If the output indicates that only a few source nodes are affected, it’s likely that the issue is in the Cilium agent or the routing configuration of the nodes.
Investigating cluster mesh API
The cluster mesh API runs in the cilium
namespace as deployment clustermesh-apiserver
.
Check that the pod runs and check the logs for errors with
kubectl -n cilium get pods -l app.kubernetes.io/name=clustermesh-apiserver
kubectl -n cilium logs deploy/clustermesh-apiserver --all-containers
Checking connectivity from a Cilium agent pod
If the cilium clustermesh status
output indicates that only a few nodes are affected, you can run a more detailed check from the nodes' agent pods.
In the output of these command, you should see whether the agent can connect to the cluster mesh API and whether the clustermesh certificates are still valid.
NODE=<node name of affected node> (1)
AGENT_POD=$(kubectl -n cilium get pods --field-selector=spec.nodeName=$NODE \
-l app.kubernetes.io/name=cilium-agent -oname)
kubectl -n cilium exec -it $AGENT_POD --as=cluster-admin -- cilium status (2)
kubectl -n cilium exec -it $AGENT_POD --as=cluster-admin -- cilium troubleshoot clustermesh (3)
1 | Set this to the name of an affected node’s Node object |
2 | Show a summary of the Cilium agent status.
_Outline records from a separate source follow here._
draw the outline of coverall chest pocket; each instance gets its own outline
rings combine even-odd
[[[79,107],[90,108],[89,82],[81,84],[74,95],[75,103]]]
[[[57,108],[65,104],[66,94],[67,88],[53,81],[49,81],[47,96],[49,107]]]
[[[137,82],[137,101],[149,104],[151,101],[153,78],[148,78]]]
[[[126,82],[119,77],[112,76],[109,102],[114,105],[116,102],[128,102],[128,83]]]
You should see in the output of this command whether the agent can’t reach one or more of the remote cluster’s nodes. |
3 | This command will show connection details to the remote cluster’s cluster mesh API server or the local cache in case you’re using KVStoreMesh. |
--as=cluster-admin may need to be left out on some clusters.
|
If the output of cilium troubleshoot clustermesh
refers to the local cluster’s cluster mesh API server, it’s likely that you’re using KVStoreMesh.
In that case you can check the KVStoreMesh connection to the remote cluster mesh API server in the clustermesh-apiserver
deployment:
kubectl -n cilium --as=cluster-admin exec -it deploy/clustermesh-apiserver -c kvstoremesh -- \
clustermesh-apiserver kvstoremesh-dbg status (1)
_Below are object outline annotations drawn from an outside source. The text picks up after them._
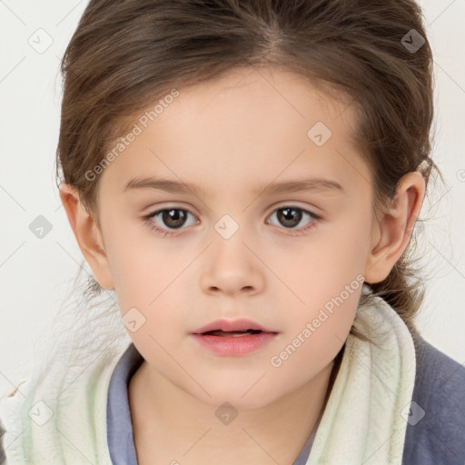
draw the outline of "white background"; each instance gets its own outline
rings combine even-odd
[[[83,260],[61,207],[54,155],[59,60],[86,4],[0,0],[0,393],[13,391],[28,371],[34,342],[50,328]],[[438,183],[420,213],[434,218],[423,230],[429,280],[417,322],[427,341],[464,363],[465,0],[420,5],[435,59],[433,159],[447,185]],[[28,43],[42,34],[46,44],[38,29],[53,39],[43,54]],[[53,225],[43,239],[29,230],[38,215]]]

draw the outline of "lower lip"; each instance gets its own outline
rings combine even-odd
[[[259,332],[248,336],[211,336],[205,334],[193,334],[199,343],[216,353],[230,357],[247,355],[271,342],[276,332]]]

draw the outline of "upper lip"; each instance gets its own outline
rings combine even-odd
[[[272,330],[264,328],[263,326],[248,320],[247,318],[239,318],[237,320],[215,320],[211,323],[208,323],[198,330],[193,331],[193,334],[202,334],[203,332],[208,332],[209,331],[221,330],[224,331],[244,331],[244,330],[260,330],[263,332],[276,332]]]

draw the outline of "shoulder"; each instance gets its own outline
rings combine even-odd
[[[403,463],[465,463],[465,367],[420,336]]]

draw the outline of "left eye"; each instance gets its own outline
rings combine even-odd
[[[284,206],[281,208],[277,208],[274,212],[270,215],[272,218],[276,213],[276,217],[278,221],[286,226],[286,229],[299,229],[296,226],[302,222],[303,216],[308,216],[311,219],[318,219],[319,217],[311,212],[307,212],[302,208],[299,207],[292,207],[292,206]],[[306,227],[303,227],[306,229]]]

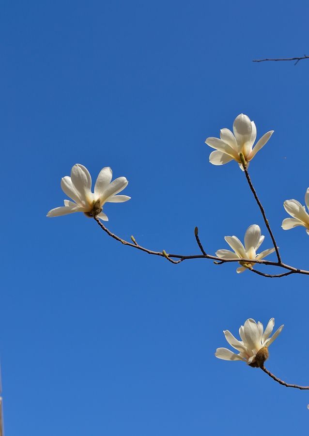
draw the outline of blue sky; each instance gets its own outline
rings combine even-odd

kubectl exec -it -n cilium --as=cluster-admin deploy/clustermesh-apiserver -c kvstoremesh -- \
clustermesh-apiserver kvstoremesh-dbg troubleshoot (2)
1 | Show a connection summary of the KVStoreMesh |
2 | Show connection details of the KVStoreMesh |
You can also run cilium-health status --probe
in the agent pod to actively probe the node to node connectivity:
kubectl -n cilium exec -it $AGENT_POD --as=cluster-admin -- cilium-health status --probe
Checking node routing tables and connectivity
For setups which use static routes to make the nodes of the clusters participating in the cluster mesh reachable from each other, you can check the routing tables on the host and verify connectivity with ping
.
NODE=<node name of affected node>
REMOTE_NODE=<ip of a node in the remote cluster>
oc -n syn-debug-nodes debug node/${NODE} --as=cluster-admin -- chroot /host ip r
oc -n syn-debug-nodes debug node/${NODE} --as=cluster-admin -- chroot /host ping -c4 ${REMOTE_NODE}
DEBUG_IMAGE=ghcr.io/digitalocean-packages/doks-debug:latest (1)
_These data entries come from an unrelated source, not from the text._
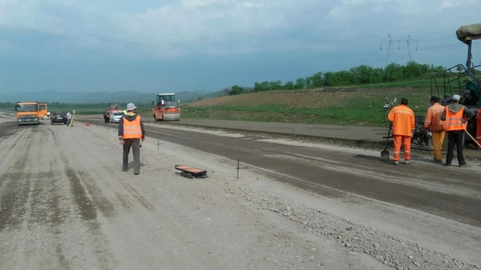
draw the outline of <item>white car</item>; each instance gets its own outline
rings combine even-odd
[[[119,123],[120,119],[124,115],[124,112],[112,112],[109,117],[109,123]]]

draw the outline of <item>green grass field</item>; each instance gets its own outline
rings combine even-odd
[[[398,84],[398,87],[402,84]],[[392,97],[408,99],[409,107],[423,114],[430,90],[425,88],[363,87],[355,92],[307,94],[301,93],[253,93],[185,103],[181,118],[267,122],[320,123],[340,125],[383,126],[383,106]],[[332,90],[332,89],[331,89]],[[305,93],[305,92],[304,92]],[[299,94],[299,97],[295,95]],[[271,95],[272,99],[260,95]],[[435,94],[436,95],[436,94]],[[282,97],[284,95],[284,97]],[[311,99],[308,100],[307,99]],[[236,100],[238,99],[238,100]],[[274,102],[276,99],[276,102]],[[295,102],[295,101],[298,102]],[[284,101],[284,103],[282,102]],[[210,104],[207,104],[210,103]],[[303,103],[305,103],[303,106]]]
[[[443,84],[442,79],[437,82],[440,86]],[[396,97],[399,103],[402,97],[407,97],[409,107],[423,113],[431,96],[430,89],[430,79],[418,79],[311,90],[242,94],[183,103],[181,118],[382,126],[383,106],[386,101]],[[151,117],[150,104],[137,106],[137,113],[144,117]],[[91,104],[48,108],[49,112],[75,110],[79,115],[98,114],[99,117],[102,117],[105,109],[104,106]]]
NODE=<node name of affected node>
REMOTE_NODE=<ip of a node in the remote cluster>
kubectl debug node/${NODE} -it --image=${DEBUG_IMAGE} -- ip r
kubectl debug node/${NODE} -it --image=${DEBUG_IMAGE} -- ping -c4 ${REMOTE_NODE} (2)
1 | We’re using the DigitalOcean doks-debug image, which comes with a bunch of common tools installed.
See digitalocean/doks-debug for details. |
2 | This command hasn’t been tested yet, it’s possible that your cluster configuration will not allow ping in node debug containers. |